Verbod op plastic wegwerpproducten
In het Besluit kunststofproducten wordt vastgelegd dat vanaf 3 juli 2021 de volgende
wegwerpplastics door producenten en importeurs niet meer op de Nederlandse markt mogen
worden gebracht, omdat hier goede, toegankelijke alternatieven voor bestaan: wattenstaafjes,
bestek, roerstaafjes, rietjes, borden, ballonstokjes, alle producten vervaardigd van
oxo-degradeerbare kunststoffen en voedselverpakkingen, drankverpakkingen en drinkbekers
van geëxpandeerd polystyreen (piepschuim). Bestaande voorraden van deze producten
mogen nog wel worden verkocht. Veruit de meeste inspraakreacties op het ontwerpbesluit
waren afkomstig van mensen met een beperking die afhankelijk zijn van plastic rietjes
voor hun vocht- en voedselinname. Deze rietjes mogen straks nog wel op de Nederlandse
markt worden gebracht, want de uitzondering in de richtlijn voor het gebruik als medisch
hulpmiddel8 (met CE markering) biedt daar de mogelijkheid toe. Samen met VWS kijk ik naar de
mogelijkheid om de verkoop van rietjes als medisch hulpmiddel in te perken tot bepaalde
verkooppunten. Met de belangenvereniging voor mensen met een beperking (Stichting
Iederin) ben ik hierover in overleg.
Verplichte markeringen op plastic wegwerpproducten
Per 3 juli 2021 is het verplicht om op de verpakking van een aantal wegwerpproducten
markeringen aan te brengen om duidelijk te maken dat er plastic in zit, dat het in
de afvalbak moet worden weggegooid en over de negatieve impact op het milieu als het
daar in terechtkomt. Dit geldt specifiek voor hygiëneproducten, zoals maandverband,
tampons (en inbrenghulzen voor tampons), vochtige doekjes en sigarettenfilters. Voor
plastic wegwerpbekers geldt dat de markering op de beker zelf moet worden aangebracht,
ook als deze deels uit plastic bestaat, bijv. met een plastic coating bij een beker
van een ander materiaal. Voor deze wegwerpproducten is er vaak een gebrek aan consumenteninformatie
over de aanwezigheid van kunststof in het product en de impact op het milieu als het
daarin terecht komt als zwerfafval. Verwacht wordt dat de markeringsvoorschriften
gaan bijdragen aan het consumentenbewustzijn.

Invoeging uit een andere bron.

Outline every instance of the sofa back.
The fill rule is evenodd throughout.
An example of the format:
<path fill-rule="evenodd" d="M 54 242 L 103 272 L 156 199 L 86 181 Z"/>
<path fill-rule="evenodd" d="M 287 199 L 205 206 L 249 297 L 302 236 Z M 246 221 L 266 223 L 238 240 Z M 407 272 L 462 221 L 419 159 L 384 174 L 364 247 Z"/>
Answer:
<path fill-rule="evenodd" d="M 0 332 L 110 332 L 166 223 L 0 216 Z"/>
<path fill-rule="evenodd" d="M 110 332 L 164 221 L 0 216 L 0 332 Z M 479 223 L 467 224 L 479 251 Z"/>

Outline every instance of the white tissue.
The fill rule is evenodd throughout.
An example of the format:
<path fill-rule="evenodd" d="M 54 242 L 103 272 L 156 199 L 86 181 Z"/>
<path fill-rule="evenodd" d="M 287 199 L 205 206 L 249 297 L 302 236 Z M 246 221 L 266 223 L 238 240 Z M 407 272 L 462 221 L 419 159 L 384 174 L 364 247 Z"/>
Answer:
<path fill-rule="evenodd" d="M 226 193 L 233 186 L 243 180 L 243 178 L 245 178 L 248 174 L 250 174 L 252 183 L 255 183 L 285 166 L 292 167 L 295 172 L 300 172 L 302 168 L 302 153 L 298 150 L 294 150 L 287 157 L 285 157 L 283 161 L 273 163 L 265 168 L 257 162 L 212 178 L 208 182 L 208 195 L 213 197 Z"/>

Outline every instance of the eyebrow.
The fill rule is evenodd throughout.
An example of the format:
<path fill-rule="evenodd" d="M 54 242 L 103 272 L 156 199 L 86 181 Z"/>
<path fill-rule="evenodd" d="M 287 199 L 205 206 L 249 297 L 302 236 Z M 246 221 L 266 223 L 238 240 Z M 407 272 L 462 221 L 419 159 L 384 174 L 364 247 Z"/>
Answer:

In een Europese beschikking wordt precies voorgeschreven hoe de markering eruit moet
zien en waar die moet worden geplaatst. De Europese beschikking wordt bij ministeriële
regeling geïmplementeerd. De Europese beschikking zou door de Europese Commissie op
1 juli 2020 worden gepubliceerd, zodat de producenten een jaar de tijd zouden hebben
de productielijnen aan te passen. De publicatie van de Europese beschikking is echter
vertraagd en is nu voorzien voor het einde van 2020. Deze vertraging zal niet leiden
tot een latere inwerkingtreding van de verplichting uit de wegwerpplastics richtlijn,
daartoe biedt de richtlijn juridisch geen mogelijkheden. Er wordt op Europees en nationaal
niveau wel gekeken naar redelijke oplossingen m.b.t. de handhaving t.a.v. de huidige
ingangstermijn.
Productvereisten
Voor plastic flessen en drankverpakkingen gaan productvereisten gelden. Deze houden
in dat per 3 juli 2024 doppen tijdens het gebruik aan de drankverpakkingen bevestigd
moeten blijven en een percentage recyclaat in kunststof drankflessen verplicht wordt,
te weten 25% recyclaat voor PET-flessen vanaf 2025 en 30% recyclaat voor alle kunststof
flessen vanaf 2030. Het Europese Normalisatie Instituut (CEN) stelt standaarden op
om de bevestiging van doppen aan de drankverpakkingen binnen de EU te harmoniseren
(zgn. EN-normen). De Europese Commissie komt bovendien met een monitoringsrapportage
format voor het toepassen van recyclaat op basis van EFSA standaarden ten aanzien
van de kwaliteitseisen voor voedselcontact.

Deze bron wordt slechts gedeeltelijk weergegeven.